Talent.com
Senior Data Engineer, Data Curation

Senior Data Engineer, Data Curation

Formation BioSan Francisco, California, United States
30+ days ago
Job type
  • Full-time
Job description

About Formation Bio

Formation Bio is a tech and AI driven pharma company differentiated by radically more efficient drug development.

Advancements in AI and drug discovery are creating more candidate drugs than the industry can progress because of the high cost and time of clinical trials. Recognizing that this development bottleneck may ultimately limit the number of new medicines that can reach patients, Formation Bio, founded in 2016 as TrialSpark Inc., has built technology platforms, processes, and capabilities to accelerate all aspects of drug development and clinical trials. Formation Bio partners, acquires, or in-licenses drugs from pharma companies, research organizations, and biotechs to develop programs past clinical proof of concept and beyond, ultimately helping to bring new medicines to patients. The company is backed by investors across pharma and tech, including a16z, Sequoia, Sanofi, Thrive Capital, Sam Altman, John Doerr, Spark Capital, SV Angel Growth, and others.

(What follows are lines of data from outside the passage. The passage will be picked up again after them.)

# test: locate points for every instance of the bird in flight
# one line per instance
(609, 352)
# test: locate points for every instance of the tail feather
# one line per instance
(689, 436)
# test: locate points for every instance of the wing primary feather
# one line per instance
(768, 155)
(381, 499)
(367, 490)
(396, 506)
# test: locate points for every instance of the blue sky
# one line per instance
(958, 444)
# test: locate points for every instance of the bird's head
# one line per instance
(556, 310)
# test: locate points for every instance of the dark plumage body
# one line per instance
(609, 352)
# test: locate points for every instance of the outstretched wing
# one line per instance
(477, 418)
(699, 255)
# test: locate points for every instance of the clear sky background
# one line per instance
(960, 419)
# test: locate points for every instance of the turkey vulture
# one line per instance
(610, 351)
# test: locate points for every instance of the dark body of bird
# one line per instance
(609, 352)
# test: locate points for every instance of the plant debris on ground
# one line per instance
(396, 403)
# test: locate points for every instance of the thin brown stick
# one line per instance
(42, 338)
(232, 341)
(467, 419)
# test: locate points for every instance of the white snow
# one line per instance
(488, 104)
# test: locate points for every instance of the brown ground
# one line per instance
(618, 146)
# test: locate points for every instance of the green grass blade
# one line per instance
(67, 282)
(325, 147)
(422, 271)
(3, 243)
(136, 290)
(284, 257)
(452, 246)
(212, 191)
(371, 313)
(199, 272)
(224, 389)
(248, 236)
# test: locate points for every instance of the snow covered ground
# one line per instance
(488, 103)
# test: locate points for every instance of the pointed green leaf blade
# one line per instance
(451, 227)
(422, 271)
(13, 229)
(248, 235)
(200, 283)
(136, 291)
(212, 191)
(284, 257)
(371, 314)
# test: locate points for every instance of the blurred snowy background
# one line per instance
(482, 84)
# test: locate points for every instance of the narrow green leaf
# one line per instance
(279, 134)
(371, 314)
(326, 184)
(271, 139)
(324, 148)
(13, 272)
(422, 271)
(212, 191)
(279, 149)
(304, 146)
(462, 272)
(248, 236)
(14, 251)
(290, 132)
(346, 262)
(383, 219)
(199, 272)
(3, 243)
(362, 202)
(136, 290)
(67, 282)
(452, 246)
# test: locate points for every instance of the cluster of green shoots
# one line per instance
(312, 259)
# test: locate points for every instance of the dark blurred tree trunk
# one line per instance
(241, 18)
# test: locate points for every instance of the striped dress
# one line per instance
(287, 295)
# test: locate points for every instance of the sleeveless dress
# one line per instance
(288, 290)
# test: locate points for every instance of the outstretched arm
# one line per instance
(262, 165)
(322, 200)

You can read more at the following links :

  • Our Vision for AI in Pharma
  • Our Current Drug Portfolio
  • Our Technology & Platform

At Formation Bio, our values are the driving force behind our mission to revolutionize the pharma industry. Every team and individual at the company shares these same values, and every team and individual plays a key part in our mission to bring new treatments to patients faster and more efficiently.

About the Position

As a Senior Data Engineer at Formation Bio, you will focus on building the semantic layer that makes diverse data pillars interoperable, consistent, and actionable. You’ll work across healthcare (EHR, claims, real-world data), commercial / pharma (pricing, formulary, market data), biomedical (scientific and trial data), and finance (operational and business datasets) to design models that unify disparate sources into a common language for analytics, decision-making, and AI applications.

While ingestion pipelines are part of the work, your primary responsibility will be transforming both structured and unstructured data into scalable, ontology-driven data models that teams can trust and reuse. This includes everything from traditional relational datasets to text-heavy unstructured sources that feed NLP, embeddings, and semantic search.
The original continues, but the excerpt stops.